NEWS 8 INVESTIGATES
DALLAS A Dallas dentist has agreed to pay the state and federal government $1.2 million to resolve allegations that he submitted false orthodontic claims under Medicaid.
Dr. Richard Malouf, former majority owner of All Smiles Dental Center, allegedly submitted false Medicaid claims between 2004 and 2007.
News 8 reported on Malouf's lavish homes and two multimillion dollar corporate jets. Malouf did not admit any wrongdoing or liability in his settlement.
He is one of several dentists highlighted for multimillion dollar billings for orthodontics under Medicaid.
Eleven dental operations statewide have had their state funds suspended for credible allegations of fraud in billing the Texas Medicaid Orthodontics program. This follows a 10-month News 8 investigation of medicaid orthodontics in Texas, which found the state spends more on braces for poor children than the rest of the nation combined.
Something's wrong and I want my money back, said Texas Sen. Jane Nelson (R-Flower Mound). Nelson called a hearing to look into how Texas spent $424 million on orthodontics under Medicaid between 2008 and 2010.
Medicaid does not cover cosmetic orthodontics, but a News 8 investigation found that tens of thousands of children received procedures at taxpayer expense.
What we really want is, we don't want people to do it, said Texas Sen. Bob Duell (R-Rockwall).
State Medicaid Director Billy Millwee told the panel there are now procedures in place to solve the problem most notably managed dental care, which is now using health maintenance organizations (HMOs) to oversee the ongoing treatment of individual children.
As of March 1, dentists are reimbursed per patient rather than by individual procedures performed on each patient. Plans for the program have been in place for some time.
State investigators found that over the last four years, dentists paid by-the-procedure under the Medicaid dental program were seeing their patients nearly twice as many times per year as private dentists.
Orthodontists paid by Medicaid saw their patients 22 times per year under, versus 12 times a year for private dentists.

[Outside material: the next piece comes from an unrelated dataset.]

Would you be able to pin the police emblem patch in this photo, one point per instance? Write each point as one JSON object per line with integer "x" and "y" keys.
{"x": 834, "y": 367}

Can the state get that money back? asked Sen. Royce West (D-Dallas).
Medicaid director Millwee sidestepped the question, saying, We'll look into it.
The state puts some of the blame on TMHP, the Texas Medicaid and Healthcare Partnership, which oversees reimbursement. Until last fall, the claims for tens of thousands of children were approved by just one dentist.
After News 8's investigation, he left the program and has been replaced by five dentists.
Dentists now submitting claims under Medicaid orthodontics must now include a mold of the child's mouth. This requirement was omitted in 2009.
We're probably at fault because of our policies, Texas Health and Human Services commissioner Thomas Suehs told the panel. The orthodontists appeared to be manipulating the system.
There was no one checking to see if those services were medically necessary, Sen. Nelson added.
Under a rule called Credible Allegation of Fraud (CAF), which lets the state suspend payments to a Medicaid provider, Texas is investigating 11 dental operations across the state.
In evaluating their billings, the state has found an error rate of 90 percent in their diagnoses, based on the evidence they submitted with their claims, said Douglas Wilson, who is the inspector general for the Texas Department of Health and Human Services.
When I see these things in the media, it causes me great angst that we weren't on the front end of the process, Wilson said.
Last month, News 8 reported that dental recruiters are patrolling the parking lots of food stamp offices, enticing mothers to take their children to certain dentists under Medicaid by offering free gift cards.
Millwee called them headhunters.
It's illegal, unethical, and it's a behavior we want to see stopped right now, he said.
The inspector general said the state and federal governments have launched 31 active orthodontic investigations.
The state has three avenues for redress from dentists found to have abused the system:
Pursue remuneration from TMHP in cases where claims were incorrectly allowed
Pursue the dentists for repayment of incorrect claims
Take criminal action if fraud was committed.
Inspector General Wilson says even if improper claims were approved, the Medicaid dentists who made them are not off the hook. The dental professional absolutely had a responsibility to only provide those services that were needed to the kids of Texas, he said.
So will the millions of dollars ever come back to the Texas Treasury?
Yes, said Medicaid director Millwee.
Maybe, said his boss, Thomas Suehs, executive commissioner of Texas Health and Human Services.